On 2014-07-07, at 13:22 , Andreas Maier <andreas.r.ma...@gmx.de> wrote:

> While discussing Python issue #12067 
> (http://bugs.python.org/issue12067#msg222442), I learned that Python 3.4 
> implements '==' and '!=' on the object type such that if no special equality 
> test operations are implemented in derived classes, there is a default 
> implementation that tests for identity (as opposed to equality of the values).
> 
> The relevant code is in function do_richcompare() in Objects/object.c.
> 
> IMHO, that default implementation contradicts the definition that '==' and 
> '!=' test for equality of the values of an object.
> 
> Python 2.x does not seem to have such a default implementation; == and != 
> raise an exception if attempted on objects that don't implement equality in 
> derived classes.

That's incorrect on two levels:

1. What Terry notes in the bug comments is that because all Python 3
   types inherit from object this can be done as a default __eq__/__ne__,
   in Python 2 the fallback is encoded in the comparison framework
   (PyObject_Compare and friends):
   http://hg.python.org/cpython/file/01ec8bb7187f/Objects/object.c#l756
2. Unless comparison methods are overloaded and throw an error it will
   always return either True or False (for comparison operator), never throw.

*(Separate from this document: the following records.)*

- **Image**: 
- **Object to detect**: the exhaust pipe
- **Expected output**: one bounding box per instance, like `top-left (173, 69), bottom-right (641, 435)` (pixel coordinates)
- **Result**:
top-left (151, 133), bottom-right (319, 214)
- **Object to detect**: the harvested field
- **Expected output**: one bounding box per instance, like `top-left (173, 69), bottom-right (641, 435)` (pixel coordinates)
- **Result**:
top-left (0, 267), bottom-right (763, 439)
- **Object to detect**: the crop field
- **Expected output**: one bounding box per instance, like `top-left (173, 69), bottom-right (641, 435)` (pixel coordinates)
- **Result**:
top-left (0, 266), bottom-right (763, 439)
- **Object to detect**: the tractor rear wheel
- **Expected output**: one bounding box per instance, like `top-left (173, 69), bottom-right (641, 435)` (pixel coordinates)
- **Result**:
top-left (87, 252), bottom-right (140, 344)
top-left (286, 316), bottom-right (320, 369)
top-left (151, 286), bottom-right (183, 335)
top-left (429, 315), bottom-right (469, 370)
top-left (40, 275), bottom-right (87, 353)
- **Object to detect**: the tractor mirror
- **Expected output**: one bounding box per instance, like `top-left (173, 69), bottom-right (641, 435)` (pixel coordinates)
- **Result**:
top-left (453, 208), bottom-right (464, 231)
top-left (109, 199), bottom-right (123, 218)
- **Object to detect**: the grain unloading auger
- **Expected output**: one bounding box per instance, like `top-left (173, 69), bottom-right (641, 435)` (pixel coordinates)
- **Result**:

> I'd like to gather comments on this issue, specifically:
> 
> -> Can someone please elaborate what the reason for that is?
> 
> -> Where is the discrepancy between the documentation of == and its default 
> implementation on object documented?
> 
> To me, a sensible default implementation for == on object would be (in 
> Python):
> 
>  if v is w:
>    return True;
>  elif type(v) != type(w):
>    return False
>  else:
>    raise ValueError("Equality cannot be determined in default implementation")

Why would comparing two objects of different types return False but
comparing two objects of the same type raise an error?